The US Defense Advanced Research Projects Agency (DARPA), for the first time, successfully demonstrated an advanced counter-electronic warfare programme that enables disparate, incompatible tactical datalinks to receive and transmit data while in the midst of an electronic attack.
DARPA programme engineers developing the Dynamic Network Adaptation for Mission Optimization (DyNAMO) initiative were able to bridge multiple radio networks, transmitting across multiple domains, through several previously discordant datalink types to provide “uninterrupted network connectivity between all the datalinks under varying conditions in a simulated contested environment,” a 16 December agency statement said.
The radio-frequency (RF) technologies embedded into the DyNAMO system enable “automated, real-time dynamic configuration of tactical networks to ensure that heterogeneous radio nodes – whether on ground, air, or sea – can interoperate in a contested battlespace,” the statement added.
Members of the US Air Force 6th Special Operations Squadron operate an Android-like end user device during training exercises. (Credit: US Air Force)

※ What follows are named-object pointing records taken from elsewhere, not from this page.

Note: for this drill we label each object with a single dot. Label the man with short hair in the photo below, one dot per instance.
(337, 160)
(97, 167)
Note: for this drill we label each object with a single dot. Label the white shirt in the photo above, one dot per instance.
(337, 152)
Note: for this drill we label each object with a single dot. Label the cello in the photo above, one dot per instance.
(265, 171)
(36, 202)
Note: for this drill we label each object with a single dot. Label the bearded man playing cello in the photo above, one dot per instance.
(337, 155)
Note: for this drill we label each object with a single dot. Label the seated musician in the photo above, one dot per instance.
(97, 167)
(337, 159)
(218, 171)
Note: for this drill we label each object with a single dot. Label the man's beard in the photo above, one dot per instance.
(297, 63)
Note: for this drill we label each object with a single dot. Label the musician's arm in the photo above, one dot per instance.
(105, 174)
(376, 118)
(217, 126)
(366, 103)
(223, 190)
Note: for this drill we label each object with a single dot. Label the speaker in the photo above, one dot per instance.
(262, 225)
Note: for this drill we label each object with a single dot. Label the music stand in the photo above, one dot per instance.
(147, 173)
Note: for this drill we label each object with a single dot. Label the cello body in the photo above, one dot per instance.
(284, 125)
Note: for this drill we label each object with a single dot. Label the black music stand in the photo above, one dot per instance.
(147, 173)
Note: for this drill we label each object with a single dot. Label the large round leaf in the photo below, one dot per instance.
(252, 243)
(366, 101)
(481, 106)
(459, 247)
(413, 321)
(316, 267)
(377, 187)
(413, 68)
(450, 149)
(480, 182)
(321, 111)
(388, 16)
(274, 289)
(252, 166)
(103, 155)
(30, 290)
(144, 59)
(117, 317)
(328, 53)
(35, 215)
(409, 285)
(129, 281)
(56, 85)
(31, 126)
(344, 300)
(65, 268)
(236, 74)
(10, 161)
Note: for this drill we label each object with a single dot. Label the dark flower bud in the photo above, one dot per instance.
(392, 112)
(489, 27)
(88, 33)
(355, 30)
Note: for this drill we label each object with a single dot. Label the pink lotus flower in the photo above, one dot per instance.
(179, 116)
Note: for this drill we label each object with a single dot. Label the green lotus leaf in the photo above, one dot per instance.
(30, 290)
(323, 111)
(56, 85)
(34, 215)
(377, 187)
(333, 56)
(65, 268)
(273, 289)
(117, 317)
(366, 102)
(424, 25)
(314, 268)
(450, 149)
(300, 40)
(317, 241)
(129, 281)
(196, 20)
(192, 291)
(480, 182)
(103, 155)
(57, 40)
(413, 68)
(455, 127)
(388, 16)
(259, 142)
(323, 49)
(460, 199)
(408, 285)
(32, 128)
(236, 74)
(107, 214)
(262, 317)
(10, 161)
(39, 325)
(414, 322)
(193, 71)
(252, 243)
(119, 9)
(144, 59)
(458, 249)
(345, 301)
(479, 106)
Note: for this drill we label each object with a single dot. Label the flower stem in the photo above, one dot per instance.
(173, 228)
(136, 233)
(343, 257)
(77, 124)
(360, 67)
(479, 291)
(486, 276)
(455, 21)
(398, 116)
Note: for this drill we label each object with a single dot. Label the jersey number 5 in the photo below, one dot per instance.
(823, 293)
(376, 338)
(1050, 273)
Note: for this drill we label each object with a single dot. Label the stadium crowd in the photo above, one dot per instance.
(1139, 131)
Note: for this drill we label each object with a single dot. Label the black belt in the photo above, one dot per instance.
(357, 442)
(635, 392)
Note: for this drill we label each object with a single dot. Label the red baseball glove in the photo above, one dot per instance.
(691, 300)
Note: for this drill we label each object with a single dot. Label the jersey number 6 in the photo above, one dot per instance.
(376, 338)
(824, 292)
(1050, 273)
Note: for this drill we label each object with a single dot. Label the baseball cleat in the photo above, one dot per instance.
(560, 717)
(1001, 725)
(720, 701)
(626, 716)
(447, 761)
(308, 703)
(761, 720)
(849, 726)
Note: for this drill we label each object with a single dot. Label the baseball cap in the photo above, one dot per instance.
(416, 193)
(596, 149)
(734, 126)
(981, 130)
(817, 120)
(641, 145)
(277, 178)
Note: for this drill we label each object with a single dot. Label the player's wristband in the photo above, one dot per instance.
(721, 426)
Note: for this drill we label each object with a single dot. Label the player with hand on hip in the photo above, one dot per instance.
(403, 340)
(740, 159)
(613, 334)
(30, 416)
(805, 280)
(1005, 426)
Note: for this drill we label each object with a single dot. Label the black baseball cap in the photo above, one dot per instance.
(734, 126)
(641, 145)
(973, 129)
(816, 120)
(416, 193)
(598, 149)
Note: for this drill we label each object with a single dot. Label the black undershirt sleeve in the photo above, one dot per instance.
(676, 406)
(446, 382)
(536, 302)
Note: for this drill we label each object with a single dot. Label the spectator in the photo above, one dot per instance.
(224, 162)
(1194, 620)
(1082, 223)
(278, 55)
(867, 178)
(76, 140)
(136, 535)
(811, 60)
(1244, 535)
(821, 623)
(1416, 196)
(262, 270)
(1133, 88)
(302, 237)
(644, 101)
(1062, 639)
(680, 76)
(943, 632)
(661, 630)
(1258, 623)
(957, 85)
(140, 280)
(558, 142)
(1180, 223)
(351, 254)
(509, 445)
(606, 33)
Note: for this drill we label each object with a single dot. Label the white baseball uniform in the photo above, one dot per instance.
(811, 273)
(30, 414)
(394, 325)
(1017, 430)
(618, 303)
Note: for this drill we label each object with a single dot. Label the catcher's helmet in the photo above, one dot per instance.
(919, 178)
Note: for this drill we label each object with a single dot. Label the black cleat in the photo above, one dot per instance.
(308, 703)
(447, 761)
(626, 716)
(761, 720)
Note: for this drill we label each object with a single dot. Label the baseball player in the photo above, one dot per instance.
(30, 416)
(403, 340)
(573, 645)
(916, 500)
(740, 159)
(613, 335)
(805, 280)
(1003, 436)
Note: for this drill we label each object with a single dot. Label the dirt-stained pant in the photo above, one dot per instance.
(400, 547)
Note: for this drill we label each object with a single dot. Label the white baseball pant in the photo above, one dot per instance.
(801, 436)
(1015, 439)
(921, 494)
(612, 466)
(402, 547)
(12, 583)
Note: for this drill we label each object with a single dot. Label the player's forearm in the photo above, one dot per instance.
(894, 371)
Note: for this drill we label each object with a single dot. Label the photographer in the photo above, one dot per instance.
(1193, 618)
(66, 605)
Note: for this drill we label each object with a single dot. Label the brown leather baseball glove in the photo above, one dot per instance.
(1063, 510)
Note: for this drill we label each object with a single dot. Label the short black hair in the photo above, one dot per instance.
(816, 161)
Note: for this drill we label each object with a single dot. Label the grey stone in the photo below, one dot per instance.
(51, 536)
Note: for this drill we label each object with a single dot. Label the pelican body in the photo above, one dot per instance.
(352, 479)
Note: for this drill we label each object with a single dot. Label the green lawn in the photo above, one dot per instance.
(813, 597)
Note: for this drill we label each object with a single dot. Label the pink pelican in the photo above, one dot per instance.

The idea behind the programme is to be able to have unbroken RF communications regardless of which specific datalink is being employed. If RF signals being transmitted from a node employing a certain type of datalink encounter interference or blockage along the spectrum, that signal can simply hop onto another datalinked node, in the same way a cell phone signal can ping from one transmission tower to another and not break communication.